Une étude sur le jeu vidéo affirme que l’appariement basé sur le niveau est juste, mais il éloigne aussi discrètement les joueurs
Conçu pour équilibrer les parties, le matchmaking basé sur le niveau peut parfois être contre-productif. Une nouvelle étude publiée dans Management Science révèle que des matchs trop justes favorisent les séries de défaites, poussant les joueurs à se déconnecter. L’analyse de 5.4 millions de parties sur Lichess suggère qu’une approche plus fine, tenant compte des réactions psychologiques, pourrait améliorer l’engagement des joueurs de 4 à 6%.
Pourquoi les matchs équilibrés échouent
Le principe du matchmaking basé sur le niveau (ou SBMM) est simple : apparier des adversaires de compétence similaire pour garantir des parties équitables. Sur le papier, l’idée paraît idéale. Personne n’aime se faire écraser par un joueur bien supérieur, et écraser un débutant n’apprend rien.

Le problème réside dans l’enchaînement des parties. Une défaite isolée fait partie du jeu, mais une série de revers peut donner au joueur l’impression d’être pris au piège d’un système qui ne lui sert que de la frustration.
C’est cette dimension comportementale que le matchmaking classique néglige. Chaque manche influence la décision suivante : relancer une partie, faire une pause, ou quitter le jeu pour la soirée.
Quel est l’enjeu pour l’engagement
Les données de Lichess donnent du poids à cette découverte. Sur l’échantillon de 5.4 millions de matchs, le système optimisé a augmenté l’engagement de 4% à 6% par rapport au SBMM classique. Dans des scénarios théoriques, les gains pouvaient atteindre 50%.
Pour les joueurs, le changement serait subtil. Un meilleur système intégrerait les résultats récents comme un signal, et construirait les matchs en pensant à la session complète plutôt qu’en s’appuyant uniquement sur les classements.

Pour les éditeurs, ces petits pourcentages peuvent faire une grande différence. Selon le Global Games Market Report, le marché mondial du jeu vidéo devrait générer près de 188 milliards d’euros par an. Des gains même modestes en matière de rétention se traduisent donc par une valeur réelle pour les plateformes.
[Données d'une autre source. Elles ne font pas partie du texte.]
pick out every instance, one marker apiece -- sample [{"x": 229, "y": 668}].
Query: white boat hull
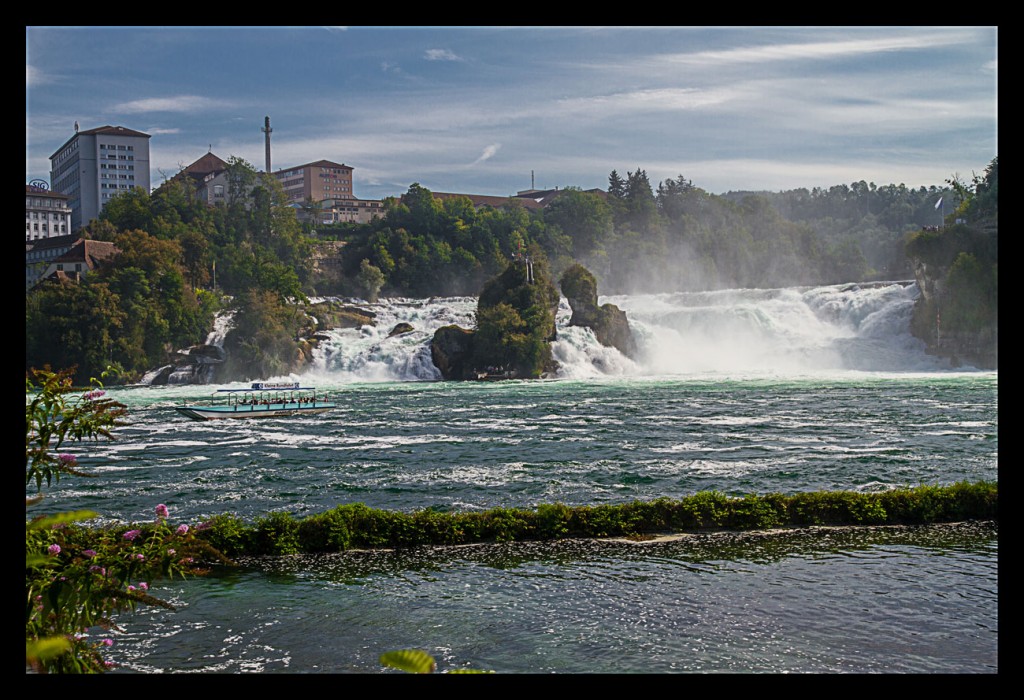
[{"x": 251, "y": 411}]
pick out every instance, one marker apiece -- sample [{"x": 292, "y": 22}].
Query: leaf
[
  {"x": 410, "y": 660},
  {"x": 46, "y": 648}
]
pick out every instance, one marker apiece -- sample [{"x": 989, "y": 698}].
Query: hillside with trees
[
  {"x": 956, "y": 268},
  {"x": 181, "y": 261}
]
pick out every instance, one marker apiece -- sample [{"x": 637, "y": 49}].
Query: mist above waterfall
[
  {"x": 783, "y": 331},
  {"x": 793, "y": 330}
]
Quand la rétention va-t-elle trop loin
Un matchmaking plus intelligent n’accorde pas aux développeurs un laissez-passer pour manipuler les files d’attente. Cela soulève un problème de confiance plus complexe, car l’intégrité compétitive et les objectifs de rétention peuvent tirer dans des directions opposées lorsque les systèmes deviennent opaques.
Cette tension s’accentue autour du pay-to-win. L’étude indique que les avantages payants peuvent améliorer l’engagement dans des conditions spécifiques en modifiant le mélange des compétences, mais ne présente pas cela comme une victoire universelle. Plus d’engagement ne garantit pas toujours une meilleure expérience.
Le danger pour les studios est un matchmaking invisible auquel les joueurs cessent de faire confiance. Si les développeurs dépassent le pur SBMM, ils devront prouver que la file d’attente respecte toujours la compétition. La prochaine version du matchmaking doit garder les gens en jeu sans donner l’impression que la partie est truquée contre eux.